ここはいったいどこだろう…。別の世界に迷い込んでしまったのだろうか。…ここまではいたって普通のファンタジーだ。少しちがうのが、明らかに僕のいる場所が、本川越の僕が住んでいた、月1万5千円のアパートの一室だということくらいだ。

ドアを開けてみた。…うん、外は木が生い茂っている。他の住人はいないようだ…というより僕の部屋だけがくり抜かれているような感じだ。


「…おかしいな、僕は昨日はいつも通りオンラインゲームをやって、正午になって寝たのに。」


日差しは僕の宿敵だ。部屋に戻ってノートパソコンを起動した。そこで僕は衝撃の事実に気づいてしまった。インターネットが通っていない。…しまった!電話をとり、ある番号にかけたがもちろん反応がない。

「…どういうことだ?」

僕は絶望した。

(これじゃあ、ネトゲもできないし。宅配ピザや寿司も頼めないじゃないか…!これからどうやって生きていけば…)

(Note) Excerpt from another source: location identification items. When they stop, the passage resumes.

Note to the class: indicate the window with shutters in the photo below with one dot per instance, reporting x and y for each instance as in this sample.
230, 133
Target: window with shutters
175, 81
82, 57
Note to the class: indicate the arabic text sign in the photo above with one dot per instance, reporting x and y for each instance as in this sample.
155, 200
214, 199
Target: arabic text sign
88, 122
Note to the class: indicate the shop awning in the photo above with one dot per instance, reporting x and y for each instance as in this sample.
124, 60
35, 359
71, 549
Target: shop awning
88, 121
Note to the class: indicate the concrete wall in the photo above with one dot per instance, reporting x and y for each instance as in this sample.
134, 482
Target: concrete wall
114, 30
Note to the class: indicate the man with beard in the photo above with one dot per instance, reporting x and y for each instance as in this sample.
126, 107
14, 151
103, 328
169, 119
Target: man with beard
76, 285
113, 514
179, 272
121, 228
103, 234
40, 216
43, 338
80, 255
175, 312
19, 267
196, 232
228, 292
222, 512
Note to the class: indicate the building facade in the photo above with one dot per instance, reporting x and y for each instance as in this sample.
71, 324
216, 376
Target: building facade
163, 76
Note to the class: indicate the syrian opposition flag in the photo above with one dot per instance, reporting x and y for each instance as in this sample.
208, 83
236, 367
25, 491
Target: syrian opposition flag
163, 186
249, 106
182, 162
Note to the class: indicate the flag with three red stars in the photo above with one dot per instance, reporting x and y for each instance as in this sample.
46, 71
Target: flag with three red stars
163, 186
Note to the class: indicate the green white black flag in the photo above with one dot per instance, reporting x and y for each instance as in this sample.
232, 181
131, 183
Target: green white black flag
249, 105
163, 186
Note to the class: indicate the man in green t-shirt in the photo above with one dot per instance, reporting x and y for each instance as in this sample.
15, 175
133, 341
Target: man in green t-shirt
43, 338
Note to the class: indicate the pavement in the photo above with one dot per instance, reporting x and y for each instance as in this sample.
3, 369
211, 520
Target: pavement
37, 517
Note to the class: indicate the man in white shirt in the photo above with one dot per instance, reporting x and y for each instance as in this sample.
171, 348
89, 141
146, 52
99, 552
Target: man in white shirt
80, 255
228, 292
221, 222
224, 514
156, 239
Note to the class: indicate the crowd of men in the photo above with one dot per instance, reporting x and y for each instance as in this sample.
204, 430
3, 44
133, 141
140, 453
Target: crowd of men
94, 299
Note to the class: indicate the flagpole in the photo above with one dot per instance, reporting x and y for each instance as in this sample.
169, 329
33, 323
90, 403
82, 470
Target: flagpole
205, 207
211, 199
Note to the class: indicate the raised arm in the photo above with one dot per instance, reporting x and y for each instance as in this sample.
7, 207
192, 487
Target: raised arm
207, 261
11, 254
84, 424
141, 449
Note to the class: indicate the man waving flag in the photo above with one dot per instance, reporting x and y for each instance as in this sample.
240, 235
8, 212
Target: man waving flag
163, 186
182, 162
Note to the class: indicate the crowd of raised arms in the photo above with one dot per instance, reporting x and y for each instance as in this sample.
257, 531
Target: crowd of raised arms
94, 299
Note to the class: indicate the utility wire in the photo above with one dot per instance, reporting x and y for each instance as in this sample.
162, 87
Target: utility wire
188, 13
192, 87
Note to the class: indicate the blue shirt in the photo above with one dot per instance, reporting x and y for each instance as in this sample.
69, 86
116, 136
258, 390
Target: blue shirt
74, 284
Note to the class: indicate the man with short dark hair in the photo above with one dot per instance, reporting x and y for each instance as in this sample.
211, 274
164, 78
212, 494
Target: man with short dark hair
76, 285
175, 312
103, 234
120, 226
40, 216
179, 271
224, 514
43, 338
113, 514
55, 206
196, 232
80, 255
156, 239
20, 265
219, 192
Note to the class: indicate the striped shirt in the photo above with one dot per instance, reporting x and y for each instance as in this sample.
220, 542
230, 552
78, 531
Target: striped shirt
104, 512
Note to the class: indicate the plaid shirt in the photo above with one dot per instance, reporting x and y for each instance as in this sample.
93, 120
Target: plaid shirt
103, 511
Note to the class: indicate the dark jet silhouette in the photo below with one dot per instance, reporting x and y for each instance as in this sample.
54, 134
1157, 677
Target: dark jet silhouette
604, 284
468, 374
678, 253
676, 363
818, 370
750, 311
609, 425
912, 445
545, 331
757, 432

冷蔵庫の中には残りのピザが入っていた。しかし、電気が通っていないため、夏の暑さで形容しがたい状態になっていた。水ももちろん出ない…が、コーラが残っていたので(ぬるいけど)それとスナック菓子で朝飯を済ませた。

(これからどうするか…)

そこで僕は思いついた、こういう時はたいてい誰かが森の中に入ってくるだろう。そう考えた矢先

「…なんだろう?あれ。」

外で声が聞こえた。

「…よしっ」

僕はそう呟いた。

窓から除くと、それは長い金髪と緑色の目をした中学生くらいの1人の可愛らしい女の子だった。僕はドアを開けてこう言った。

「あ、あぁ…あぁ、あ、あのぉ…。」

しまった、忘れていた。僕はコミュ障だった。やばい、女の子すごい怯えてる。ここは自分は危害を加えるつもりはないことを伝えなくては。

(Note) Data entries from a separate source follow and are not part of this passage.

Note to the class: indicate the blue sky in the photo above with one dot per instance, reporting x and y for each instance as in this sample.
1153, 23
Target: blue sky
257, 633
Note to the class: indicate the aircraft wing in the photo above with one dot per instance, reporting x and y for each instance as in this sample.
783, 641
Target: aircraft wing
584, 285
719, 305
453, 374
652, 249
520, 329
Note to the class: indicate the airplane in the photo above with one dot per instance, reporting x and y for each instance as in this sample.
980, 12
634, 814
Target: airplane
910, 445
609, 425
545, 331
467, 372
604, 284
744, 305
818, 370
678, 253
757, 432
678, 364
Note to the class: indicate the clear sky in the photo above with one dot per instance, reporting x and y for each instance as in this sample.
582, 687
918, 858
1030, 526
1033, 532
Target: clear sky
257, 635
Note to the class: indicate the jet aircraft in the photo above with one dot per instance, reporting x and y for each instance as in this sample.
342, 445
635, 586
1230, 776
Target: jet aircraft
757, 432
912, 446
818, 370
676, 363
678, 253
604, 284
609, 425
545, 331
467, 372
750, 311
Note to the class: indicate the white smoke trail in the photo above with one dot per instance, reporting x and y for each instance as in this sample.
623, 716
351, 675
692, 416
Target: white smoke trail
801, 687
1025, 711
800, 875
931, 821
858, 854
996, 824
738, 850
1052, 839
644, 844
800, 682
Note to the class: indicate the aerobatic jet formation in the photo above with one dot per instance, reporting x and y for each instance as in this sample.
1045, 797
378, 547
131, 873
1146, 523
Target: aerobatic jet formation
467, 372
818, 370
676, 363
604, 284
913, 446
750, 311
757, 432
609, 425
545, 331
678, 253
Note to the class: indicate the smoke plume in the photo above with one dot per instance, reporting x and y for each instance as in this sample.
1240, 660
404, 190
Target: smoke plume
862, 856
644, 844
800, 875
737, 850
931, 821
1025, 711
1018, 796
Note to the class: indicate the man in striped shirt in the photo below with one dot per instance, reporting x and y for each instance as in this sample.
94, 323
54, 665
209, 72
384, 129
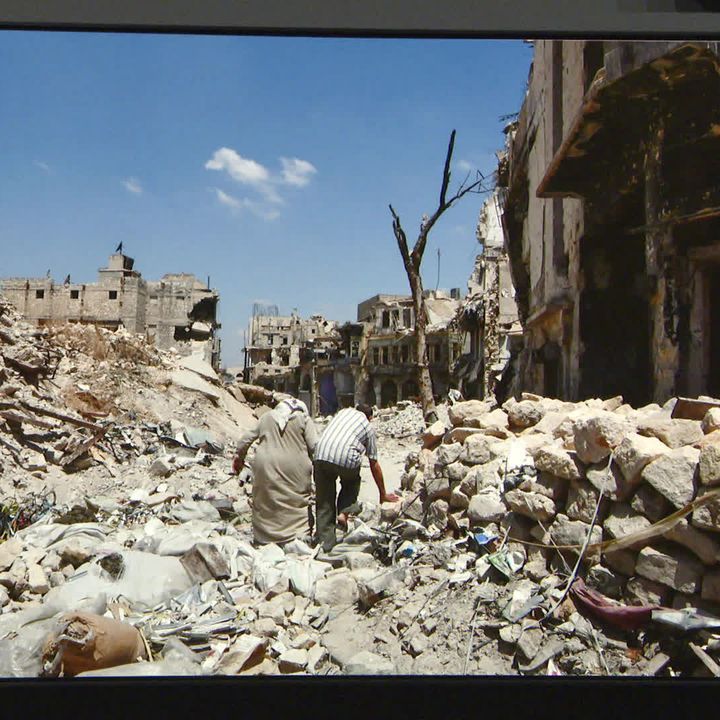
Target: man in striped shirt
339, 454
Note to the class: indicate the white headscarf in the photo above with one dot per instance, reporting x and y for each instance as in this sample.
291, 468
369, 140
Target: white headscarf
284, 410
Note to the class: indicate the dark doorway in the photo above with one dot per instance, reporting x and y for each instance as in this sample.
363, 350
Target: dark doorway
713, 315
615, 318
388, 394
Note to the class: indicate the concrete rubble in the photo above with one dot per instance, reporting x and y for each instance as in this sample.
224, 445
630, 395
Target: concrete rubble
550, 538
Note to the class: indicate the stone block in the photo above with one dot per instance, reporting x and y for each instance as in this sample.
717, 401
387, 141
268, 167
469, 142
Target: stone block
476, 450
673, 475
709, 464
446, 454
622, 521
707, 517
596, 436
711, 421
464, 413
336, 589
292, 661
675, 433
486, 506
368, 663
610, 480
641, 591
525, 413
701, 544
622, 561
676, 569
456, 471
711, 586
582, 500
635, 452
573, 532
532, 505
650, 503
555, 460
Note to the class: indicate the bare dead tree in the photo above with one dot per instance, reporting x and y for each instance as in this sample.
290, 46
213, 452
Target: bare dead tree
412, 260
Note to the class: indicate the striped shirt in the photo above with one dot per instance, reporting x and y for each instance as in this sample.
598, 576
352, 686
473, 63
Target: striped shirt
346, 438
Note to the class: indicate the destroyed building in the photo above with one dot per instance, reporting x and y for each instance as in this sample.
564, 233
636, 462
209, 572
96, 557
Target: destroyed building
389, 363
293, 355
176, 312
611, 211
488, 314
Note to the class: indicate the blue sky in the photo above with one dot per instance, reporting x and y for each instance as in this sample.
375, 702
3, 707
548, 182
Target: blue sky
266, 163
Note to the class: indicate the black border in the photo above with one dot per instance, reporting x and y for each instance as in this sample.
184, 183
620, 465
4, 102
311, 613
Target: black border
280, 698
397, 18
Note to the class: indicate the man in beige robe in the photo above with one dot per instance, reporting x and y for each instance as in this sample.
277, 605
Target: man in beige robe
282, 472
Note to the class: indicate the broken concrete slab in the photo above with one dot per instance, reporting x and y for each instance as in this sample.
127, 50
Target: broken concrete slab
525, 413
596, 436
704, 546
709, 465
464, 413
642, 591
559, 462
676, 569
532, 505
487, 506
368, 663
649, 502
337, 588
675, 433
623, 520
635, 452
673, 475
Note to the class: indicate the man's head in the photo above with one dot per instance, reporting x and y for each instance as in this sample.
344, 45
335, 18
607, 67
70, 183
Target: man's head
365, 409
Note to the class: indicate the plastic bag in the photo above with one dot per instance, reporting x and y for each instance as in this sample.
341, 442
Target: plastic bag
84, 641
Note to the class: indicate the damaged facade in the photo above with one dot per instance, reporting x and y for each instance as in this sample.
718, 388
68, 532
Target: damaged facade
389, 362
611, 212
293, 355
330, 366
488, 315
177, 311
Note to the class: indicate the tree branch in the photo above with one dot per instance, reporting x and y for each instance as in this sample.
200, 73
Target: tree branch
446, 170
401, 240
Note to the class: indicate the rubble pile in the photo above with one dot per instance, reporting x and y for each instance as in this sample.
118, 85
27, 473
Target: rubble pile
591, 506
77, 398
539, 537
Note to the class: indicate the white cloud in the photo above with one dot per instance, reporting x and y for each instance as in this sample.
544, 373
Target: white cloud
294, 172
242, 169
240, 204
133, 185
297, 172
228, 200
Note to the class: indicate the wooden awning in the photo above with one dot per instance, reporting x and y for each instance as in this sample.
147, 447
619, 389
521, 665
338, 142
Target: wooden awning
613, 116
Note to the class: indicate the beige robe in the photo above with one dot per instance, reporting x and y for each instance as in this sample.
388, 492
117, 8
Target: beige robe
282, 477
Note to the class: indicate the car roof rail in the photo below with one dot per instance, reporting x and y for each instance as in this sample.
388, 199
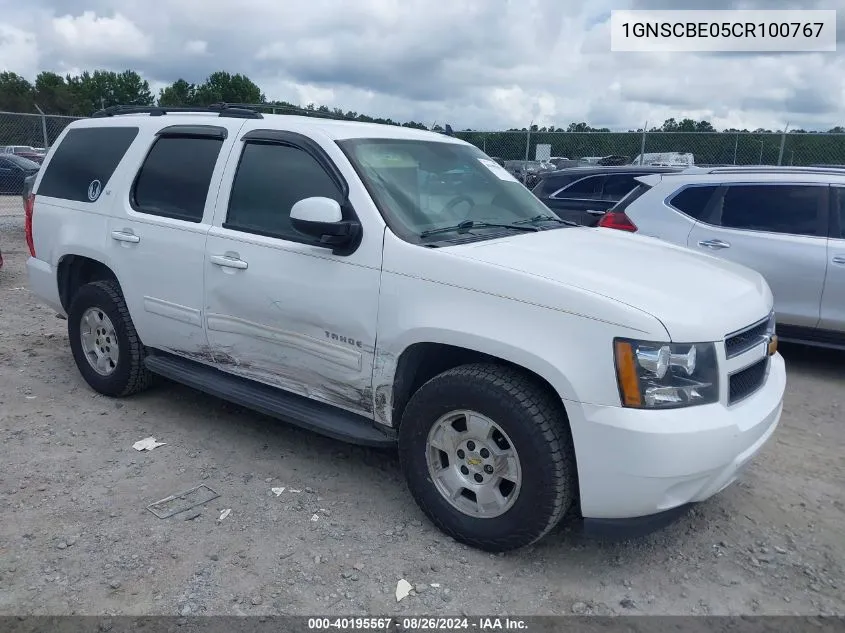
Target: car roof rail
222, 109
773, 169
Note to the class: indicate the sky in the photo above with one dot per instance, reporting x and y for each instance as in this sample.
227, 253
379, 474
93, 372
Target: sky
479, 64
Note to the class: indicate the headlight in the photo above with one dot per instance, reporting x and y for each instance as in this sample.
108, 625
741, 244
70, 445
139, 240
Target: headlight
666, 375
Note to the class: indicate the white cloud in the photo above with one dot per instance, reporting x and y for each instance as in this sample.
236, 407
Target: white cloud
18, 50
196, 47
482, 64
93, 37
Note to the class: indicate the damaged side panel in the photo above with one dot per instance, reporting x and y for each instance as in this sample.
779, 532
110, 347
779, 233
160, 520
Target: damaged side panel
294, 319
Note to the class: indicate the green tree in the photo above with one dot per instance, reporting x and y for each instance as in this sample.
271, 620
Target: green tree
104, 88
55, 96
179, 93
16, 93
222, 86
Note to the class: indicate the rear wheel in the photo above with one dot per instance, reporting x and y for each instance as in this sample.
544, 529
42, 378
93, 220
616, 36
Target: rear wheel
104, 343
488, 456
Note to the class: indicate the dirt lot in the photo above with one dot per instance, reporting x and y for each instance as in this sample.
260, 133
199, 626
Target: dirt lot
76, 537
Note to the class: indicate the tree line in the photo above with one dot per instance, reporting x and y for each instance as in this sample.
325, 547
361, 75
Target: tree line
83, 94
89, 91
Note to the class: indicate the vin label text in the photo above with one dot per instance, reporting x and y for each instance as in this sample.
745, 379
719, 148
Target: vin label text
695, 31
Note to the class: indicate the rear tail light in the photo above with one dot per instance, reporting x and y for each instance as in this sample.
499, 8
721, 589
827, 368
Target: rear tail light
29, 208
617, 220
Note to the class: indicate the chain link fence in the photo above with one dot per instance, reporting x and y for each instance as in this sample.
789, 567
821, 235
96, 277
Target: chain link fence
706, 148
35, 130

「ぼ、僕は…何も…し、しないよ。だから、こっちに…お、おいで」

よし、完璧だ。

「ひぃっ…!」

なんで涙目だし!

「お、お、怯えないで…ほら、甘いものもあるし…」

と、僕はチョコレートを出しながら少女に優しく話しかけながら近づいてみた。

「いやぁぁぁぁぁぁぁ!!!!こないでぇぇぇぇぇぇ!!!!」

彼女はそう言い残し走り去っていった。

おかしいな僕はそんなにこわい外見をしているかな?不健康で細い体だが2年前までは結構体を動かしていたから筋肉はまだ残っているし、体も髪の毛も毎日洗っている。顔もそこまで悪くないはずだ。なぜだろう。

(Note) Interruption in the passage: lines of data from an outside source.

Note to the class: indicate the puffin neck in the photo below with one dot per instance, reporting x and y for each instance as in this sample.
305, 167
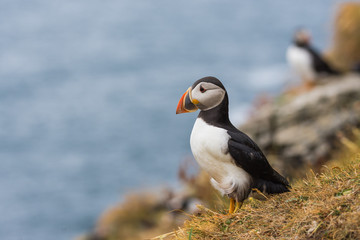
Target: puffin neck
219, 115
301, 44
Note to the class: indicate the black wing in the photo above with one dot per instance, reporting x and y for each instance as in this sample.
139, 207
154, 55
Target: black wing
249, 157
320, 64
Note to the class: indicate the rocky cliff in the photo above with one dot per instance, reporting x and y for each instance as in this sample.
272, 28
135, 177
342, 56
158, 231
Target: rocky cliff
303, 129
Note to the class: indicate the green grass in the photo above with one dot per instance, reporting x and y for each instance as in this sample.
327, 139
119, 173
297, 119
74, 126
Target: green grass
320, 206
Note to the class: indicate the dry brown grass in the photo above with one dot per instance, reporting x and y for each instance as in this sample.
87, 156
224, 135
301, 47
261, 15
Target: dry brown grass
320, 206
345, 52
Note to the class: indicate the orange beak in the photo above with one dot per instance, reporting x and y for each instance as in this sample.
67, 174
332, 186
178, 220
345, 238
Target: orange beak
186, 103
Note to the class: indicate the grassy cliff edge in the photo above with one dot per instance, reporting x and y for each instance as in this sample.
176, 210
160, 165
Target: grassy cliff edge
320, 206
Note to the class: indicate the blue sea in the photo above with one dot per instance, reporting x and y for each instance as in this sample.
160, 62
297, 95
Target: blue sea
88, 93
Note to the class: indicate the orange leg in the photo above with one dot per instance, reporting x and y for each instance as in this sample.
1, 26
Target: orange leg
232, 206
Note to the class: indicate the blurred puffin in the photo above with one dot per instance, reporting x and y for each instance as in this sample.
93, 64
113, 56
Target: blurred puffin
234, 162
305, 60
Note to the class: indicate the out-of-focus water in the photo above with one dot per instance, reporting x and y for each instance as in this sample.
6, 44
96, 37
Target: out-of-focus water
88, 91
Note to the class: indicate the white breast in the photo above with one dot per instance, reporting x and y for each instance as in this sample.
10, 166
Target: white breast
301, 62
209, 145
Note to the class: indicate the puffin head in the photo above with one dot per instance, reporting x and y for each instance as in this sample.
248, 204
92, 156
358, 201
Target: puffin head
205, 94
302, 37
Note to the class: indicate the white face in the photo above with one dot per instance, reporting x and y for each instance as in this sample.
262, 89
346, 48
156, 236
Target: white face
208, 95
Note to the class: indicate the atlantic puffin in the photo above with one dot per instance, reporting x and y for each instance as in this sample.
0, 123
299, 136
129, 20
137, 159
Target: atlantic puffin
234, 162
305, 60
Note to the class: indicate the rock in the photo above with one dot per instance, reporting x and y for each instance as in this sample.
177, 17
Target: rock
304, 129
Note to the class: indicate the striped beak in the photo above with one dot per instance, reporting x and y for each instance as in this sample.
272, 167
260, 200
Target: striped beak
186, 103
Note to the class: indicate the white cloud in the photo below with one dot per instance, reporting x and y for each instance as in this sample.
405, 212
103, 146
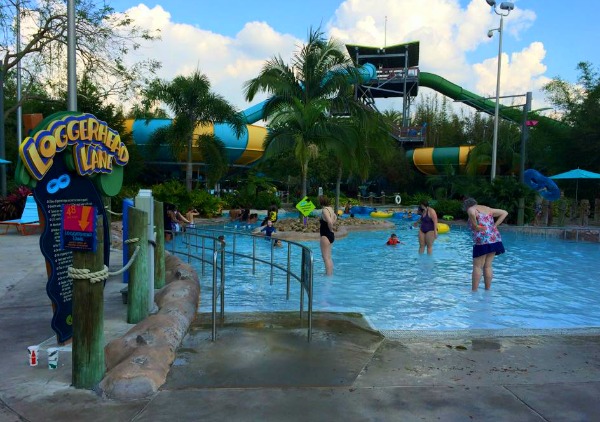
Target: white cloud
448, 35
227, 62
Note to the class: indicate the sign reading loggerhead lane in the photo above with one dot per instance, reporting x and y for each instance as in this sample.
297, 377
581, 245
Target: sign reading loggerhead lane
71, 161
78, 228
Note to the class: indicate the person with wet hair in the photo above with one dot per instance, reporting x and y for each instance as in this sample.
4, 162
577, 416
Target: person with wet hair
487, 242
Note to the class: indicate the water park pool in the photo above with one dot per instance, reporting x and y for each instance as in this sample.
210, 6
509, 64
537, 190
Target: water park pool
539, 283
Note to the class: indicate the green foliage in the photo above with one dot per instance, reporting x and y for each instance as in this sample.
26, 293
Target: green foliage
175, 192
503, 193
264, 199
11, 207
416, 198
191, 101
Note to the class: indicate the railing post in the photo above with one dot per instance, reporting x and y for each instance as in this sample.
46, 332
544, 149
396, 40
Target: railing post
137, 289
214, 298
289, 268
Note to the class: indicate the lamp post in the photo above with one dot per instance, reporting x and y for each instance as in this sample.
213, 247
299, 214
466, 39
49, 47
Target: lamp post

とりあえず僕はすることもないので、人がくるのを待った。食事はスナック菓子と清涼飲料水で済ませた。日もくれたころ。そとに松明の光が見えた。助けを求めよう!そう考えた僕はいらない服を木の棒にくくりつけて火をつけてふった。するとこちらに気づいたようで近づいてくる。助かった…そう思ったとき。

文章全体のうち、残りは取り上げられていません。